My ideal would be to somehow state that, say, "I speak English and German. My preference is to have content displayed in what you consider the "native" language of your application if it's on that list, otherwise my preference is English, then German."

In practice, no one would bother setting this up (as we see in the case of Accept-Language) and no one would bother implementing this correctly. The next best thing is just an application/website specific language override, which is easily explainable to any user.


All my devices are set to English. But my bank’s app is in Polish (using the app-specific override), partly because their English translation is mediocre, but also because I’d rather not do something dumb with my money due to a mistranslation/misunderstanding/different interpretation. Same goes for other local experiences. eg. takeway.com — the restaurant menus would likely be in Polish anyway (though I can see some translated ones as well).
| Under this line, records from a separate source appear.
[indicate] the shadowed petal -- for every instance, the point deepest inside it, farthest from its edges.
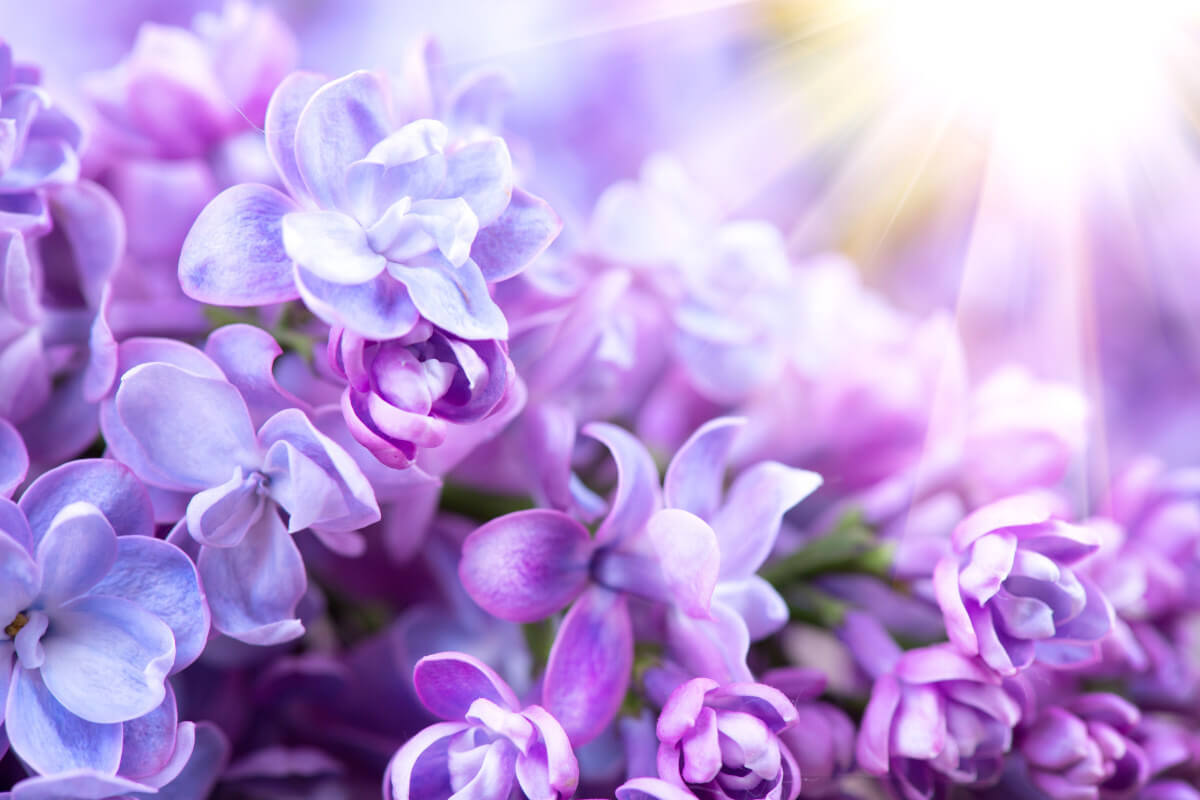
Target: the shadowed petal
(637, 483)
(448, 683)
(193, 429)
(521, 234)
(77, 551)
(695, 479)
(234, 254)
(341, 122)
(160, 577)
(49, 738)
(253, 588)
(589, 665)
(107, 659)
(526, 565)
(453, 298)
I'm in a similar boat as you, Switzerland is multi language (German, French and Italian) and quite a few users (including myself) use English as system language. Luckily by now you can change the language of iOS applications in the settings app. Though guess what... no one knows or finds that setting. So yes, it's best to let the user decide just as you write.


It's frustrating that again and again I run into the same sort of root issue. There exists UI to configure something but it's either hard to find, hard to change, people want to leave that setting as-is but still want your webpage/app to behave differently, or people don't even know about it. What this leads to having to wrap "native"/"system" UI for almost any option that decent number of users might want.

Dark mode is another good example of this. A lot of app developers weren't able to just respect the system setting, instead they had to add a toggle/select to their options so users could pick "Follow system", "Always Light", or "Always Dark". Same thing with language and you never please everyone. If you add a website/app setting to change language there will be some number of users who complain that your app isn't following system settings (even if you set your own internal setting initially to match the system). You can normally satisfy most people with a "Follow System" or "Hardcode to X value" but it always feels a little gross to add yet another level of settings. In the same way you will almost never get a native Push Notification (or other permission) dialog in an app, first they pop their custom dialog and only if you say "Yes"/"Enable" will they pop the system one. I understand why and I've implemented this multiple times but it feels like there has to be a better middle ground between "You can only show the permission dialog once" and "You can spam it over and over indefinitely", I always hate having to create the "It looks like you've disabled this notification, here is how you can turn it on in your device settings"-screen.


Did you suggest they change their device settings? Yours was probably the right approach, I’m just curious whether we have actual data to support that people prefer this split configuration, and aren’t just suffering under bad defaults.